The rebound tap-in—The most important factors in rebound taps are luck, position, anticipation, and timing—though not necessarily in that order. In his rookie season in the pros, Maurice Stokes has developed into the best in the league playing his offensive board. Maurice depends heavily on his ability to anticipate, and his speed and timing in out-positioning his man to tap in teammates’ shots. The rebound tap-in is nothing more than putting a lid on a shot that didn’t make it the first time. Stokes has been a bulwark in that department for Rochester.
It is hard to get inside your defensive man on the offensive board. Normally, you should be boxed out to begin with. This is where Stokes’ great jumping ability comes in, but, more importantly, he uses feints and speed to get inside. Besides his tremendous spring, Stokes employs exceptional fingertip control once he gets up there. Here again, there is a lot of bone-bruising contact under the boards and you can easily be knocked off balance. At the peak of his jump, Stokes is balanced and ready to flick in a shot in a split second. That’s about all the time you get up there.
One thing Maurice learned at an early age: you never slap at the ball when it is bounding up on the rim. You have to use a flicking motion, sometimes to change the direction of the ball, other times, holding the hand still, just to deflect the ball into the basket. Stokes has just the right touch for it.
Around the league, Larry Foust (Pistons) is known for his rebounding and George Yardley’s spring helps give the Pistons an excellent one-two combination on the offensive board. Vern Mikkelsen (Lakers), Schayes and Pettit also do an excellent job here.
The exclusion of the layup shot in this article not only speaks for the excellence of the six shots already mentioned, but also for the complex nature of the layup. They are no longer simple shots. They have become so fancy and avers that it would be unfair to classify all layup shots in the same group. Today there are driving layups, floating layups, layups with reverse spin—any number of them. If I had to pick out one all-around layup artist, it would be Slater Martin of Minneapolis. The layup is also Frank Selvy’s best shot and Dolph Schayes, who is good at almost everything, had an unbeatable driving layup. So does George Yardley.

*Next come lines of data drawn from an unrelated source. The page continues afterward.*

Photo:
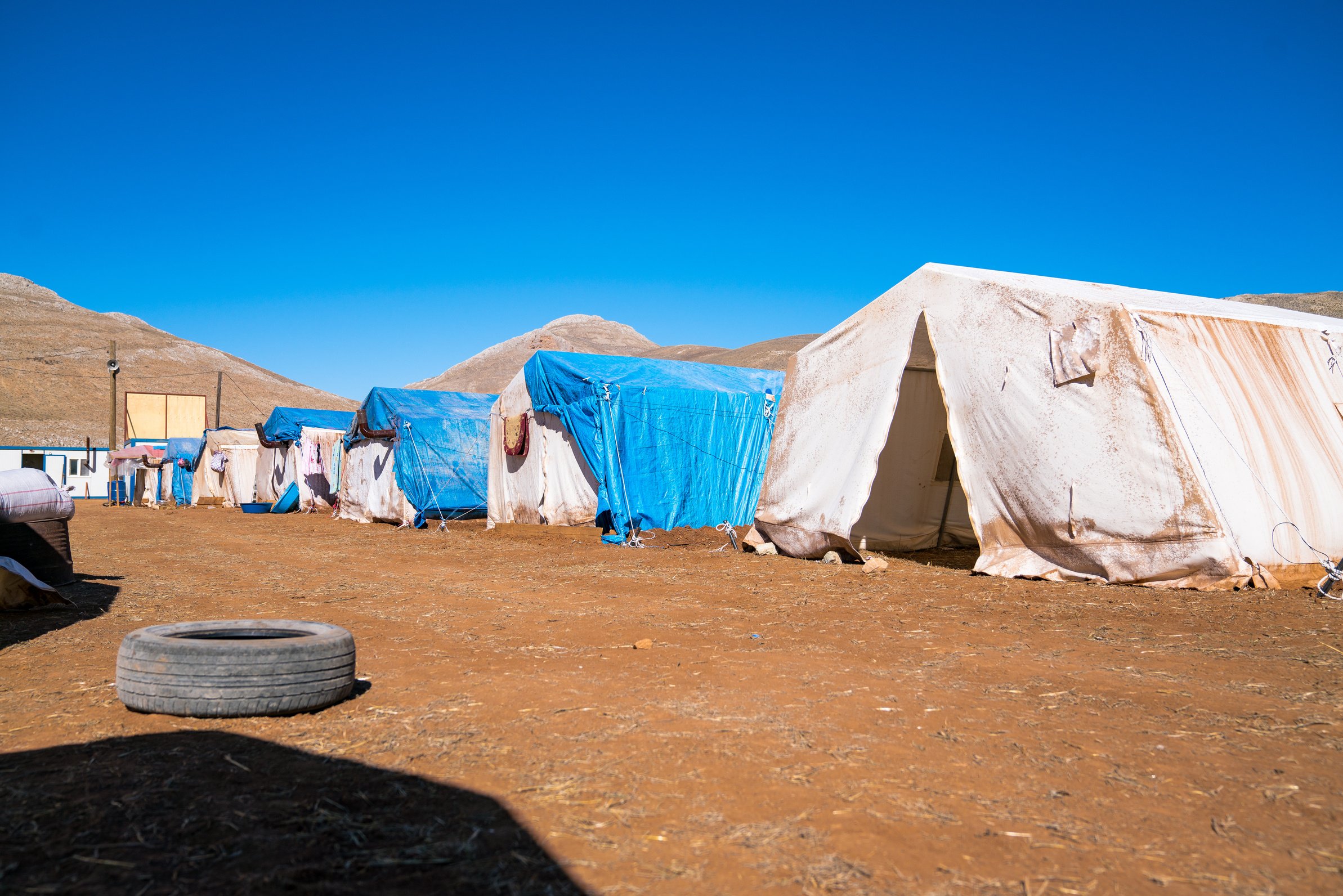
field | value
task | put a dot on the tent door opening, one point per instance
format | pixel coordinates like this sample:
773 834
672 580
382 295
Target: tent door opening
916 499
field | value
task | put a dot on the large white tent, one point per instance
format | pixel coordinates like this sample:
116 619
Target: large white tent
1072 430
235 484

While it is the belief of some critics of the modern game that the emphasis on offense has virtually wiped out defensive basketball , actually the opposite is true. In the old days, all the defense had to watch for was one particular shot in a given situation. Today, with such a rich assortment of shots and complicated offensive play patterns in use, the defense has developed into an integral, highly complex phase of basketball.
High-scoring games don’t indicate that the defense is inoperative. Scores are much higher than before because of the advent of the new, accurate and almost unstoppable shots. Naturally, the defense has to concede a certain number of these, but it works to hold a shooter to his average. As far as the 100-point scores go, the fans seem to be overwhelmingly in favor of high-scoring games. I’ve even been told by the All-American Scoreboard Corporation that they are building scoreboards for pro arenas to accommodate three-figure scores. They already have installed one at Charlotte, N.C.
If anything, defenses are smarter today than they ever were. The pros collapse as much as possible when they can, block the driving lanes, and hamper set plays. But the countless deadeye shots in the league today, notably the ones we’ve discussed here, can knock their brains out if the defense doesn’t stick right with them.